Spanien in Brasilien wieder unter den Topfavoriten

Wenn die Fußballweltmeisterschaft 2014 am 12. Juni offiziell angepfiffen wird, wird auch Titelverteidiger Spanien wieder zu den aussichtsreichsten Anwärtern auf den WM-Titel zählen. Die „Furia Roja“ kann auf eine beeindruckende Länderspielbilanz in den vergangenen Jahren zurückblicken. Seit dem letzten Titelgewinn in Südafrika 2010 konnten die Spanier in 27 Bewerbsspielen 23-mal gewinnen. 

Trainer Vicente del Bosque, der mit den Spaniern den bisher einzigen WM-Titel 2010 holen und zwei Jahre darauf die Mannschaft auch zum dritten EM-Titel führen konnte, gab am 13.5. den vorläufigen 30-Mann Kader bekannt. Die drei spanischen Topvereine FC Barcelona, Real Madrid und Atlético Madrid sind am häufigsten vertreten. Gleich 18 Spieler, die sich schon vor vier Jahren Weltmeister nennen durften sind wieder dabei und lassen daher eine gewisse Kontinuität in del Bosque’s Kaderzusammenstellung erkennen.
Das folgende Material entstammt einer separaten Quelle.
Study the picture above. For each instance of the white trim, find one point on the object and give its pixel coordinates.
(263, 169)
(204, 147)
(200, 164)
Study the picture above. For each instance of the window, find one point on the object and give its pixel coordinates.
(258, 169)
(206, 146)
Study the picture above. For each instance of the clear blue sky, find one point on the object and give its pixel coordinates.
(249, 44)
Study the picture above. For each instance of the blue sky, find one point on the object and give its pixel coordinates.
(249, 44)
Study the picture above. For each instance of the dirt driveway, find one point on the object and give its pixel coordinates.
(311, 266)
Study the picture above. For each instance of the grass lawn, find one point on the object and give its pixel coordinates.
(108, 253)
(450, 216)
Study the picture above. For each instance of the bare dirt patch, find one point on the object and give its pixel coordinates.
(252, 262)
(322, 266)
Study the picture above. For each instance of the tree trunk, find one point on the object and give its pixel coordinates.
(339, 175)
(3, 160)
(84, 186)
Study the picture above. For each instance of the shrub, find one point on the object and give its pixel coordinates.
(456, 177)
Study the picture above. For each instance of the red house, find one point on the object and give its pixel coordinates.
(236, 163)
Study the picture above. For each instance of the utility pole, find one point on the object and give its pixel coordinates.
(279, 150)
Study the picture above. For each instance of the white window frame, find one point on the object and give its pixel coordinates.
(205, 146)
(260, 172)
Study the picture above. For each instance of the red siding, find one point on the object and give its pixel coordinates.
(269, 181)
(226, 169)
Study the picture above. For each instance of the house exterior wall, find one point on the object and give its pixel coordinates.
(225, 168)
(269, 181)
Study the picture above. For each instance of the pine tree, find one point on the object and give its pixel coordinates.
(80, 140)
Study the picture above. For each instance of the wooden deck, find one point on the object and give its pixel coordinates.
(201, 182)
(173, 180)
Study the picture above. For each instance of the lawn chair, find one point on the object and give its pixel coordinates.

Neu in der Mannschaft sind unter anderen Bayerns Mittelfeldstratege Thiago, Atléticos Jungstar Koke sowie Torjäger Diego Costa, der sich gegen sein Geburtsland Brasilien entschieden hat und nun für Spanien aufläuft.

Spaniens Serie endet in Rio de Janeiro

Beeindruckend ist nach wie vor die Länderspielbilanz Spaniens, die in 27 Bewerbsspielen seit der letzten WM nur vier nicht gewinnen konnten. Einziger Wermutstropfen bleibt aber die herbe 0:3 Niederlage gegen Brasilien im Finale des als Generalprobe für die WM geltenden Confederations Cup im Vorjahr, womit auch eine Rekordserie von 29 nicht verlorenen Pflichtspielen zu Ende ging. Dementsprechend werden die Spanier ihre Vormachtstellung im Weltfußball bei der WM wieder unter Beweis stellen wollen. In der Gruppenphase sollte gegen Australien, Chile und den WM-Zweiten von 2010 – Niederlande – ein Einzug in die KO-Phase kein Problem darstellen.

„Tiki-Taka“ als iberisches Erfolgsrezept

Grundpfeiler des anhaltenden Erfolgs des spanischen Fußballs ist aber nicht nur der wohl mit Abstand teuerste, mit Stars gespickte Kader im Bewerb, sondern auch das Spielsystem und Trainer Vicente del Bosque, der Luis Aragonés nach dem Titelgewinn der Selección 2008 ablöste. Unter Aragonés wurde das 4-1-4-1 System eingeführt, welches del Bosque bis heute äußerst erfolgreich spielen lässt. So soll das dynamische, laufintensive Kurzpassspiel der Spanier auch bei dieser WM die Gegner wieder vor große Probleme stellen.

Brasilien als Topfavorit auf den Titelgewinn

Auch bei dieser WM ist die Dichte an potenziellen Titelgewinnern wieder hoch. Laut den aktuellen Quoten bei Sport Wetten Interwetten oder Tipico gilt Brasilien als absoluter Topfavorit, den Titel im eigenen Land, 12 Jahre nach dem Sieg bei der WM in Japan und Südkorea zu holen. Knapp dahinter reihen sich Deutschland und Argentinien ein. Titelverteidiger Spanien findet sich mit einer Quote von 7,50 : 1 auf dem vierten Platz. Außenseiterchancen werden etwa Belgien, Niederlande, Frankreich, Uruguay oder Italien zugeschrieben.